Assume a web application stores the users’ credentials on MongoDB and checks upon login if a user with the given username and password exists using an injectable Mongo NoSQL query.

Users.findOne(
  {
    "name" : req.body.name, 
    "password" : req.body.password
  }
 );

To authenticate, a legitimate user would submit a JSON object containing the credentials.

{
  "name": "user",
  "password": "password"
}

Since the username parameter comes from a deserialized JSON object, it is possible for an attacker to inject MongoDB query operators to manipulate the query and perform a login bypass.

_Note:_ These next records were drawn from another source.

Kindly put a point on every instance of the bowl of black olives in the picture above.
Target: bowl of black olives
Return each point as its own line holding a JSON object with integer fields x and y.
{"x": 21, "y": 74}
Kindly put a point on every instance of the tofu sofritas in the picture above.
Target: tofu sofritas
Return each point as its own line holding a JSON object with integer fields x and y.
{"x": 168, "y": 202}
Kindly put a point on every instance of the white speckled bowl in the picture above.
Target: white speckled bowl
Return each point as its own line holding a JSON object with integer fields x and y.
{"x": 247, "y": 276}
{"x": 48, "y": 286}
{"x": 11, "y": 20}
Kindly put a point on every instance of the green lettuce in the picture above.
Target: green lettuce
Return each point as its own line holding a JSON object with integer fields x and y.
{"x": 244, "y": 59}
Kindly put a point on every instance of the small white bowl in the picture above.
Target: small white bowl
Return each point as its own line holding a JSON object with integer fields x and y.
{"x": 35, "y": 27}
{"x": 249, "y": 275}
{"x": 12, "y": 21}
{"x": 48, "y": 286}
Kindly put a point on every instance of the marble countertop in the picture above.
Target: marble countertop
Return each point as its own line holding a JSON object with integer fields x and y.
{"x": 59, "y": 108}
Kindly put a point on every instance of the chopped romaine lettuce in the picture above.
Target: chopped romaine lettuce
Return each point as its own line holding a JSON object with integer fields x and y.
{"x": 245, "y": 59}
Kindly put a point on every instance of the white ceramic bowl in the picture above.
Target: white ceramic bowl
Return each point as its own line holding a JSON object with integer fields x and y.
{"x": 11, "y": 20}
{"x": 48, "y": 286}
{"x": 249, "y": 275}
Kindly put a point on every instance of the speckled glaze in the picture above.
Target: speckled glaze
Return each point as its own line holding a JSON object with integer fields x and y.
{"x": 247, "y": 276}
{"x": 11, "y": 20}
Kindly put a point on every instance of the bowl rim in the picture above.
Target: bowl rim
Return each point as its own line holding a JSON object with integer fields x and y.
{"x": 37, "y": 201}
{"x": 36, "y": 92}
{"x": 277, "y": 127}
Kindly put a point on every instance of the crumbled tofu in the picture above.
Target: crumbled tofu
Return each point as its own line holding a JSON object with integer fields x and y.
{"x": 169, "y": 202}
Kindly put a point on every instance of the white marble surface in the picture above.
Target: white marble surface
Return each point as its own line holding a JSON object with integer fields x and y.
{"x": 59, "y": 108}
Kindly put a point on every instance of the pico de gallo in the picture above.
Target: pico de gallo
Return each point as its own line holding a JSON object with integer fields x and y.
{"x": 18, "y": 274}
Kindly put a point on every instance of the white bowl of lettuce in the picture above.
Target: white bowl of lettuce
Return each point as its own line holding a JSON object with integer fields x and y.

Instead of sending the intended name and password strings, the injection can be performed by sending a JSON object containing MongoDB query operators.

{
  "name": { "$ne": "1"},
  "password": { "$ne": "1"}
}

The query operator $ne (not equal) will be used by the Users.findOne() to find the first User that has a name and password that is not equal to the string "1". Since the statement is true and always returns a valid user, this request enables the attacker to log in without providing the credentials.

Prevention

To avoid NoSQL Injection vulnerabilities, developers need to validate user data by identifying unintended data structure, such as objects and arrays, which can be used to inject NoSQL modifiers that can validate or enforce expected types.

Using typed models will convert the user data to the expected type, thus stopping some injections.

Finally, to mitigate potential damage of NoSQL (or any for that matter) injection attacks, developers and admins must consider the type of access rights afforded to an application. Further, privilege minimization of the operating system account that the database process is running on is good hygiene.

Testing

Verify that data selection or database queries use parameterized queries, ORMs, entity frameworks, or are otherwise protected from database injection attacks.